Increasing Automation and Resilience with DevOps and Cloud Computing
By Jan Pilbauer, Executive Director Of Modernization & CIO and Andrew Mccormack, Senior Director, Technology, Payments Canada
DevOps Adds Resilience
IT resilience is the ability to quickly recover and continue to operate in the event of a disruption. It is the product of intelligent IT architecture, one important facet of which is automation. This is important for two reasons: less manual work to do, and less chance for error. For Payments Canada, resilience involves DevOps, an agile relationship between development engineers and IT operations that has them participating together in the entire service lifecycle, from design to development, production and support.
What DevOps boils down to is developers embracing the operational end-state and understanding the production environment in a way that they previously might not have. This leads to efficiencies. The ideal result is a codification of everything in your environment, including the infrastructure, such that it forms part of an information release pipeline so automated that it virtually eliminates the possibility of human error. The closer you get to this end state, the less likely it is that you would ever have to engage your “stand-alone” DR plan.

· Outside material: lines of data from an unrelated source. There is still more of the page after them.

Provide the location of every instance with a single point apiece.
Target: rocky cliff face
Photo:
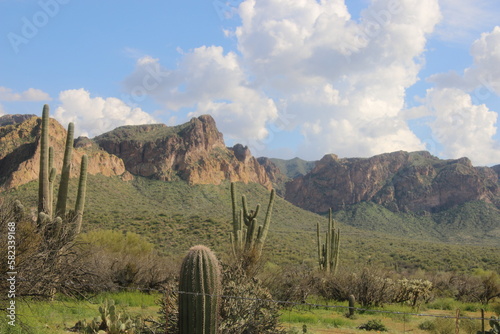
(194, 152)
(400, 181)
(20, 156)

DevOps is very much a pillar in a technology strategy to modernize our infrastructure operations, application development and software engineering practice. It helps with development, operations, and the business of the organization itself, as well as improving the interplay between them. Its primary goal is to deliver higher quality end-user experience and new services more quickly. As we become more agile and efficient, IT productivity will rise and operating expenses will reduce.

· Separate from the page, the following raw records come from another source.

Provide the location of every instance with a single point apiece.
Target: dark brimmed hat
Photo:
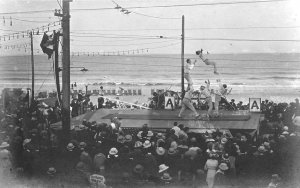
(4, 145)
(160, 151)
(82, 145)
(172, 151)
(128, 138)
(113, 151)
(121, 139)
(166, 177)
(138, 169)
(162, 168)
(160, 136)
(51, 171)
(138, 144)
(147, 144)
(70, 146)
(223, 166)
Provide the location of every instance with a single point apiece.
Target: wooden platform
(174, 117)
(163, 119)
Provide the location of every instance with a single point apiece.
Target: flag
(47, 44)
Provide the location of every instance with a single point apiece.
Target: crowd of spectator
(102, 151)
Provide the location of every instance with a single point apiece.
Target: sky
(223, 26)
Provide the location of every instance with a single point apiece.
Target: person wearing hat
(113, 158)
(97, 180)
(166, 177)
(275, 181)
(51, 171)
(99, 162)
(138, 171)
(187, 102)
(84, 169)
(162, 168)
(207, 61)
(129, 141)
(211, 166)
(28, 157)
(171, 159)
(160, 153)
(147, 147)
(151, 167)
(82, 146)
(5, 160)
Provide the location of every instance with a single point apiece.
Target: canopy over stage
(163, 119)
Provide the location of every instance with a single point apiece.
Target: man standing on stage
(187, 68)
(205, 91)
(187, 101)
(220, 95)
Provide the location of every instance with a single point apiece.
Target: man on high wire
(207, 61)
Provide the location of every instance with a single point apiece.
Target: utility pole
(65, 68)
(182, 58)
(56, 67)
(32, 68)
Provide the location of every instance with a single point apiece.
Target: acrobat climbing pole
(182, 59)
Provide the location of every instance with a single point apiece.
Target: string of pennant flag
(26, 33)
(121, 52)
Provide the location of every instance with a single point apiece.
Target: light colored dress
(211, 166)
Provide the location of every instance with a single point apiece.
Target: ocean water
(250, 75)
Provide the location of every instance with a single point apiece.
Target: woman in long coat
(211, 166)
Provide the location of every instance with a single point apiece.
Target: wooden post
(182, 59)
(56, 68)
(32, 68)
(66, 71)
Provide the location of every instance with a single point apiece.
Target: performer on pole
(205, 91)
(207, 61)
(187, 102)
(187, 68)
(220, 95)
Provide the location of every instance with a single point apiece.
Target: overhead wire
(245, 40)
(184, 5)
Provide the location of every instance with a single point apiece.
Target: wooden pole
(182, 58)
(32, 68)
(66, 70)
(56, 68)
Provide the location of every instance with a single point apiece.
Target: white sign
(169, 103)
(254, 104)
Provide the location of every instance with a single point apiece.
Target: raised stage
(163, 119)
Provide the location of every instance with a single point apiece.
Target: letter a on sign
(254, 104)
(169, 102)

Added resilience is part and parcel of DevOps. You can still benefit from deployment automation (DevOps) processes even if you do not introduce any functional change whatsoever. Consider one of your software applications, for example. The source code is at the top of the stack, and when you unpack that stack there is likely a web server and other dependencies— services required to make the application work. If one of those internal services has vulnerability, your DevOps process can flag it and automatically upgrade to a non-vulnerable version. Since the test and release processes are automated, they enable you to fix vulnerability issues in a matter of hours instead of weeks or months. That’s a vision we all should have for our IT organizations.
We are in the midst of a major modernization effort aimed at enhancing our payments infrastructure
Moving to Low-risk, Incremental Changes
With DevOps in place, you can change the way you modify platforms, services, and applications. A functional automation pipeline enables you to scrap the once-a-year upgrade approach and make very small, lower-risk incremental changes to platforms, services, and applications. The important part is the process. When you fine-tune constantly, you can get really good at managing releases, upgrades and other changes to your environment.
Payments Canada is three quarters of the way through our first iteration of DevOps implementation. To begin, we have focused on smaller applications for which we can control the entire technology stack. With the two applications that we are working on at the moment, we have fully automated the build and test processes so that we can deploy the applications into the staging environment.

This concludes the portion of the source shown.